Russell Gmirkin:

You say the clincher is that Sirach prays for a descendant
of Simon to always occupy the office of high priest, according
to the covenant of Phineas, and that 'this makes no sense after
the end of the Oniad priesthood in the 170's BCE (and was
indeed omitted in the Greek translation of 132)'.

The assumption is that the language of wishing permanent
success to a dynasty will never be composed later than when
that dynasty is currently in power--by anyone (including
descendants or restorationists or later poets writing of
golden ages). Is this a safe assumption?  

You have a point though.

In your system, with 1QS composed 'early', you don't dispute
that the copies at Qumran are later, including with the variants
between 'sons of Zadok' and without. Do you have some
theory to account for this?
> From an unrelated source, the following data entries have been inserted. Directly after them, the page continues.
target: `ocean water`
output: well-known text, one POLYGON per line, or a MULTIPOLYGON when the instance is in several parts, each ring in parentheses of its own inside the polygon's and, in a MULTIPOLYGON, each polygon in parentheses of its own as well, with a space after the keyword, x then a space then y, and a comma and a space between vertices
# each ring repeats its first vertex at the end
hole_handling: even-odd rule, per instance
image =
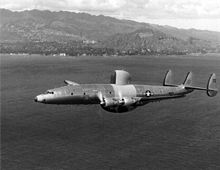
POLYGON ((99 105, 44 105, 34 97, 78 83, 109 83, 115 69, 135 84, 162 84, 172 69, 206 87, 217 74, 213 56, 53 57, 1 55, 1 169, 220 169, 220 95, 195 91, 113 114, 99 105))

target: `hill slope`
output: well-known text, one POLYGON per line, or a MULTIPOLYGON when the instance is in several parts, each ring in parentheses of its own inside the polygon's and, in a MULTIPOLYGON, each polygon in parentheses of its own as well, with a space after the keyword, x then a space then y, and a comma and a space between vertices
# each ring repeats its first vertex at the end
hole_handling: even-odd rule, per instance
MULTIPOLYGON (((220 32, 184 30, 64 11, 12 12, 0 9, 0 16, 1 52, 2 49, 3 52, 5 49, 10 51, 12 44, 21 43, 33 43, 32 48, 36 49, 39 42, 44 42, 44 45, 45 42, 56 42, 58 45, 53 45, 55 51, 58 52, 58 46, 62 46, 61 51, 66 52, 64 46, 73 41, 74 46, 92 44, 92 48, 143 54, 220 51, 220 32)), ((39 51, 45 50, 41 48, 39 51)))

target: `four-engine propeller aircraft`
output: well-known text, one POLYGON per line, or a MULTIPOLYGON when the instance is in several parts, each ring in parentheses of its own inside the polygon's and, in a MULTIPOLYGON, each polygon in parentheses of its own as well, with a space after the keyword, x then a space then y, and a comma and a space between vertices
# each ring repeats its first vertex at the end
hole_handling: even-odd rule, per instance
POLYGON ((211 74, 206 88, 192 86, 192 72, 189 72, 181 85, 172 81, 169 70, 163 86, 130 84, 130 74, 124 70, 115 70, 111 84, 78 84, 65 80, 66 86, 47 90, 35 97, 36 102, 45 104, 100 104, 109 112, 122 113, 150 102, 181 98, 194 90, 204 90, 213 97, 217 94, 216 75, 211 74))

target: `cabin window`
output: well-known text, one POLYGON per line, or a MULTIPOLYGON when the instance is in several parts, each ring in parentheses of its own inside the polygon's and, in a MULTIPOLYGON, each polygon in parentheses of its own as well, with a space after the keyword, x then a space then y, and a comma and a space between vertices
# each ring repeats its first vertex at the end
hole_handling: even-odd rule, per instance
POLYGON ((53 91, 47 91, 46 94, 54 94, 53 91))

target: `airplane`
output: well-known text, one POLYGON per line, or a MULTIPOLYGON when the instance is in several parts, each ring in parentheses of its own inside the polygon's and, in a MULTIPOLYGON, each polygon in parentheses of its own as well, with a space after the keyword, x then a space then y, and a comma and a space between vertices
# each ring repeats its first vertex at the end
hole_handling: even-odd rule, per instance
POLYGON ((183 84, 173 83, 173 73, 168 70, 163 85, 130 84, 131 76, 127 71, 115 70, 110 84, 78 84, 64 80, 65 86, 47 90, 35 97, 35 102, 44 104, 100 104, 113 113, 131 111, 150 102, 185 97, 194 90, 206 91, 209 97, 217 94, 216 75, 212 73, 207 87, 192 85, 192 72, 188 72, 183 84))

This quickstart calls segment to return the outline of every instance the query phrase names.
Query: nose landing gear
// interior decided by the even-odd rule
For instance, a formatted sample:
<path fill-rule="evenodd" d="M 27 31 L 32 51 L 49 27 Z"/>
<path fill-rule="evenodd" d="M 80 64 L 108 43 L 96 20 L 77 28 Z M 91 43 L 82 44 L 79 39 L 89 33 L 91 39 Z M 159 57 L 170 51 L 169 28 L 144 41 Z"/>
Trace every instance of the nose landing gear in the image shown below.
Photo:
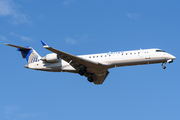
<path fill-rule="evenodd" d="M 163 62 L 163 63 L 162 63 L 162 68 L 163 68 L 163 69 L 166 69 L 166 62 Z"/>

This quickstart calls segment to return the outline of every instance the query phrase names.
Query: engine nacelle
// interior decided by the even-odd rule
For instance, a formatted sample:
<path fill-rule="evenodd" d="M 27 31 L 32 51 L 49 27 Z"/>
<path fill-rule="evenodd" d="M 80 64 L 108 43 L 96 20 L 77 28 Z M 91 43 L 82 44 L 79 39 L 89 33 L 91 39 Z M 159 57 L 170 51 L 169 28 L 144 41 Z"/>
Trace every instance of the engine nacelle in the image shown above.
<path fill-rule="evenodd" d="M 46 62 L 52 62 L 52 63 L 59 62 L 59 58 L 57 57 L 57 54 L 55 53 L 47 54 L 41 60 L 46 61 Z"/>

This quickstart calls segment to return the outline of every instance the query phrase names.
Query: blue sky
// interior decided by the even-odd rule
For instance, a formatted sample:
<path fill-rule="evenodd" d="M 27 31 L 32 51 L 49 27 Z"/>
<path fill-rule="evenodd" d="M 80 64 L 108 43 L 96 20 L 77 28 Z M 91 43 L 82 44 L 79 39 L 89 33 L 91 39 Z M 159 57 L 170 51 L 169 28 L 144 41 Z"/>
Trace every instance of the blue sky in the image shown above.
<path fill-rule="evenodd" d="M 0 120 L 179 120 L 180 1 L 0 0 Z M 110 69 L 103 85 L 24 68 L 15 49 L 74 54 L 160 48 L 167 64 Z"/>

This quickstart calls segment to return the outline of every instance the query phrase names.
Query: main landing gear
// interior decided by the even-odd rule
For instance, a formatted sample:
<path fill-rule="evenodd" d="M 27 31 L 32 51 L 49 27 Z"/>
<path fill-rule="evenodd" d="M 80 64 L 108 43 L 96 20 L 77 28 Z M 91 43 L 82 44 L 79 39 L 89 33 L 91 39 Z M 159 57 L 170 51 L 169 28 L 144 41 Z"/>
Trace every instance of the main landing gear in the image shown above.
<path fill-rule="evenodd" d="M 87 80 L 88 80 L 89 82 L 93 82 L 92 76 L 88 77 Z"/>
<path fill-rule="evenodd" d="M 166 62 L 163 62 L 163 63 L 162 63 L 162 68 L 163 68 L 163 69 L 166 69 Z"/>

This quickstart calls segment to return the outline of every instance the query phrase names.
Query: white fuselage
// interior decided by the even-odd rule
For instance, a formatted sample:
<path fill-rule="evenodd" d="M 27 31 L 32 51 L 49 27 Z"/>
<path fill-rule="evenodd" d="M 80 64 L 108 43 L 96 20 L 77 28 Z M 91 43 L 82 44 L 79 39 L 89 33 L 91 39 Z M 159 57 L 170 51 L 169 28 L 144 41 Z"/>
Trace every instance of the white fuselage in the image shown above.
<path fill-rule="evenodd" d="M 164 63 L 168 60 L 173 61 L 175 59 L 173 55 L 160 49 L 140 49 L 133 51 L 79 55 L 77 57 L 101 63 L 102 65 L 106 66 L 106 69 L 119 66 Z M 69 63 L 62 59 L 54 63 L 38 61 L 28 64 L 25 67 L 43 71 L 77 73 L 77 71 Z"/>

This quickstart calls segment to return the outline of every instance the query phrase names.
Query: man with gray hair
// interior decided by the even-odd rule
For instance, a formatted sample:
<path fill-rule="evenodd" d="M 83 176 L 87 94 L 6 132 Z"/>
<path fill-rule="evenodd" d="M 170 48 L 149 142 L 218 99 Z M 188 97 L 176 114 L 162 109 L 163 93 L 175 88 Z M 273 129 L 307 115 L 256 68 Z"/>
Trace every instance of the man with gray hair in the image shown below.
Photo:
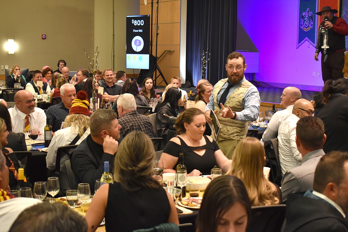
<path fill-rule="evenodd" d="M 52 135 L 61 128 L 62 122 L 69 114 L 72 101 L 76 98 L 76 93 L 74 86 L 66 83 L 60 88 L 62 101 L 48 107 L 46 111 L 46 116 L 49 118 L 49 125 L 52 127 Z"/>
<path fill-rule="evenodd" d="M 136 104 L 134 96 L 124 94 L 117 99 L 117 112 L 120 118 L 118 120 L 122 127 L 120 133 L 124 137 L 134 130 L 142 131 L 150 138 L 153 137 L 153 130 L 148 117 L 136 111 Z"/>

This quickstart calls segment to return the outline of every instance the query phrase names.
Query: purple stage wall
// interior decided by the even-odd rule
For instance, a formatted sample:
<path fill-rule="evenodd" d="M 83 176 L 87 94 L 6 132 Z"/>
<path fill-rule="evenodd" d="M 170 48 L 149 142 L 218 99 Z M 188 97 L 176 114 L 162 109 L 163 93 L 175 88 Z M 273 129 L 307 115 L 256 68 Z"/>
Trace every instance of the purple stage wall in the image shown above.
<path fill-rule="evenodd" d="M 315 61 L 315 48 L 307 41 L 296 48 L 298 11 L 295 0 L 238 1 L 237 50 L 260 53 L 256 80 L 282 88 L 320 91 L 323 85 L 321 54 L 319 61 Z M 310 30 L 316 31 L 317 27 L 315 22 Z"/>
Were the variants already in place
c. 170's-160's (or whenever you date 1QS composition) and
then several editions perpetuated mechanically and simultaneously
for another 100 years of copies at least? Or do the variants come 
in post-original composition, going one way (toward adding 
Zadokites) or the other (toward editing out Zadokites)? Yet
in either of the latter cases, the process is incomplete (since
the same 'library'--the Qumran cave finds--has these later-dated
copies with the variants). Any thoughts?

(And despite what I do not doubt will be an informative and 
interesting answer from you and/or others, pressing time 
concerns require me to bow out of further discussion now.)